# Description
**Functionality**: The Wikipedia Homograph Data provided by Google is a two-way split dataset: train and eval. For the purposes of this study, a three way split of the data into train, valid, and test is needed. 

This module splits the Wikipedia homograph train split into 90% train, 10% valid. For the test split, the original Wikipedia homograph eval split has been copied over manually.

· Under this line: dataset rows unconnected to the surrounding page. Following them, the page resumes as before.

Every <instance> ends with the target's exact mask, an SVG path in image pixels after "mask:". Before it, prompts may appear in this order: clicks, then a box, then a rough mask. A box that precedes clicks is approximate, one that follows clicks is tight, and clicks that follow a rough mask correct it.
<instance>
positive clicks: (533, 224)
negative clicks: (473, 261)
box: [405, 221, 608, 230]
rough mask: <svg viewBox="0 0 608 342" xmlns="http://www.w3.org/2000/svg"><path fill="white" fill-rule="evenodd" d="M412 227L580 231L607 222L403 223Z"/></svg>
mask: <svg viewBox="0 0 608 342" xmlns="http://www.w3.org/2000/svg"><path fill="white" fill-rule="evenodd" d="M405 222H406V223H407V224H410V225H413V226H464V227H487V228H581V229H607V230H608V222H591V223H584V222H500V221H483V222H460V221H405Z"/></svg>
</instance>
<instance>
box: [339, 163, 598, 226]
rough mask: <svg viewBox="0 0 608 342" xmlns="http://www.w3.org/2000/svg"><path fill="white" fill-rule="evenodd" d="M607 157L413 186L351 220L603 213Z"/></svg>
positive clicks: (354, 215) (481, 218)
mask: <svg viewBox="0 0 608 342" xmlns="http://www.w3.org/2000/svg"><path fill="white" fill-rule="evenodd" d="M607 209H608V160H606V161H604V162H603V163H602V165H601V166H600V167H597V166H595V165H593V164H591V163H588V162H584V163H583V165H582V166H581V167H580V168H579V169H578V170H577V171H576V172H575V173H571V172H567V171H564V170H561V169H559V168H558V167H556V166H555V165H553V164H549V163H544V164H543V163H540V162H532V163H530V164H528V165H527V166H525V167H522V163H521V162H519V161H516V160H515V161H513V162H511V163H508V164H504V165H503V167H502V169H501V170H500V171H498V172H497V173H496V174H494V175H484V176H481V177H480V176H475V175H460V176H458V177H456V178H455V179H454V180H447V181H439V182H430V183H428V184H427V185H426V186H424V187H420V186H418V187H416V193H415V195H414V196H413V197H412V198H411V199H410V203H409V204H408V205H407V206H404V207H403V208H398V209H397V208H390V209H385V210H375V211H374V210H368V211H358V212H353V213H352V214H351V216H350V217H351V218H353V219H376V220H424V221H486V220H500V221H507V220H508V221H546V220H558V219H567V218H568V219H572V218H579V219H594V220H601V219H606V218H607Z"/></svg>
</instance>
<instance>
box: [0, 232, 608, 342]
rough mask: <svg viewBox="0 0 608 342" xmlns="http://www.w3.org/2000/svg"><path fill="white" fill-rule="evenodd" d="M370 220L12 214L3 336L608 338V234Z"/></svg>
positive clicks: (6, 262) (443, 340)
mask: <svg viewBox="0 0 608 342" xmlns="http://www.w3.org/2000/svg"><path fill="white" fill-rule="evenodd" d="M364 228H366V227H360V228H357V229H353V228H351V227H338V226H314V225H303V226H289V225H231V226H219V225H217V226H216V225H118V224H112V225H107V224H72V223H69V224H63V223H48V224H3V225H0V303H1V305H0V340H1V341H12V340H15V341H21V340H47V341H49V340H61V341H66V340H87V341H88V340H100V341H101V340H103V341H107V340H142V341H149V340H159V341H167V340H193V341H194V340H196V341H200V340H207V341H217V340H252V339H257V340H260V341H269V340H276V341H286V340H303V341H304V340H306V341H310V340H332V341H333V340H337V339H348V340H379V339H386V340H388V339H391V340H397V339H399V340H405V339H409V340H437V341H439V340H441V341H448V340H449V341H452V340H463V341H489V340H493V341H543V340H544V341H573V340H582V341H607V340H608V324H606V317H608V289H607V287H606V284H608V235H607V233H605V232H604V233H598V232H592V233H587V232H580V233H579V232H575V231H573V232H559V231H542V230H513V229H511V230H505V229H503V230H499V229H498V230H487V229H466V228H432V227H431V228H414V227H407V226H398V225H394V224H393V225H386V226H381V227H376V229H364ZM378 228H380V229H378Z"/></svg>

**Use**: The train and valid splits is used to train neural net models for homograph disambiguation, while the test set is held out for final evaluation.

### Imports

In [1]:
import os
from glob import glob
import pandas as pd
from tqdm import tqdm

### Variables

In [2]:
#Paths 
WHD_DATA = "C:/Users/jseal/Dev/dissertation/Data/WikipediaHomographData/data/"
TRAIN = WHD_DATA + "train/"
NEW_TRAIN = WHD_DATA + "three_split_data/train/"
NEW_VAL = WHD_DATA + "three_split_data/valid/"
#Variables
RANDOM_STATE = 45
FRAC = 0.1

### Functions

In [3]:
def create_train_val(TRAIN_DF : pd.DataFrame, f_name : str) -> None:
    # Select 10% from train, and serialize as valid
    # Retain rest of train and serialize as train
    val_df = TRAIN_DF.sample(frac=FRAC, random_state=RANDOM_STATE) 
    train_df = TRAIN_DF.drop(val_df.index)
    val_df.to_csv(NEW_VAL + f_name, sep='\t', index=False)
    train_df.to_csv(NEW_TRAIN + f_name, sep='\t', index=False)

# Script

In [4]:
# Make valid split, 10% of train; save rest as train
for f in tqdm(glob(TRAIN +'*.tsv')):
        f_name = os.path.basename(f)
        df = pd.read_table(f)
        create_train_val(df, f_name)

100%|███████████████████████████████████████████████████████████████████████████████| 162/162 [00:00<00:00, 191.10it/s]